En su ambiente, los pastores eran despreciados; eran considerados poco de fiar
y en los tribunales no se les admitía como testigos. Pero ¿quiénes eran en
realidad? Ciertamente no eran grandes santos, si con este término se entiende
personas de virtudes heroicas. Eran almas simples. El Evangelio destaca una
característica que luego, en las palabras de Jesús, tendrá un papel importante:
eran personas vigilantes. Esto vale ante todo en su sentido exterior: por la
noche velaban cercanos a sus ovejas. Pero también tiene un sentido más
profundo: estuvieron disponibles para la palabra de Dios. Su vida no estaba
cerrada en sí misma; tenían un corazón abierto. De algún modo, en lo más íntimo
de su ser, le estaban esperando. Su vigilancia era disponibilidad;
disponibilidad para escuchar, disponibilidad para ponerse en camino; era espera
de la luz que les indicara el camino. Esto es lo que a Dios le interesa. Él ama
a todos porque todos son criaturas suyas. Pero algunas personas han cerrado su
alma; su amor no encuentra en ellas resquicio alguno por donde entrar. Creen no
necesitar a Dios; no lo quieren. Otros, quizás moralmente igual de pobres y
pecadores, al menos sufren por ello. Esperan en Dios. Saben que necesitan su
bondad, aunque no tengan una idea precisa de ella. En su espíritu abierto a la
esperanza, puede entrar la luz de Dios y, con ella, su paz. Dios busca a
personas que sean portadoras de su paz y la comuniquen. Roguémosle para que no
encuentre cerrado nuestro corazón. Esforcémonos por ser capaces de ser
portadores activos de su paz, precisamente en nuestro tiempo.

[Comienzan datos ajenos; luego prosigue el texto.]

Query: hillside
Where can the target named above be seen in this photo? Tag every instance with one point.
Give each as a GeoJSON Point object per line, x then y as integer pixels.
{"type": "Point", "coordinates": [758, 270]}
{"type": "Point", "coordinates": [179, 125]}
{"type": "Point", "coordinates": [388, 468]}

Además, la palabra paz ha adquirido un significado del todo especial para los cristianos: se ha convertido en un nombre para designar la Eucaristía. En ella está presente la paz de Cristo. Mediante todos los lugares donde se celebra la Eucaristía, se extiende en el mundo entero como una red de paz. Las comunidades reunidas en torno a la Eucaristía son un reino de paz vasto como el mundo. Cuando celebramos la Eucaristía nos encontramos en Belén, en la “casa del pan”. Cristo se nos da, y con ello nos da su paz. Nos la da para que llevemos la luz de la paz en lo más hondo de nuestro ser y la comuniquemos a los otros; para que seamos agentes de la paz y contribuyamos así a la paz en el mundo. Por eso rogamos: Cumple tu promesa, Señor. Haz que donde hay discordia nazca la paz; que surja el amor donde reina el odio; que se haga luz donde dominan las tinieblas. Haz que seamos portadores de tu paz. Amén.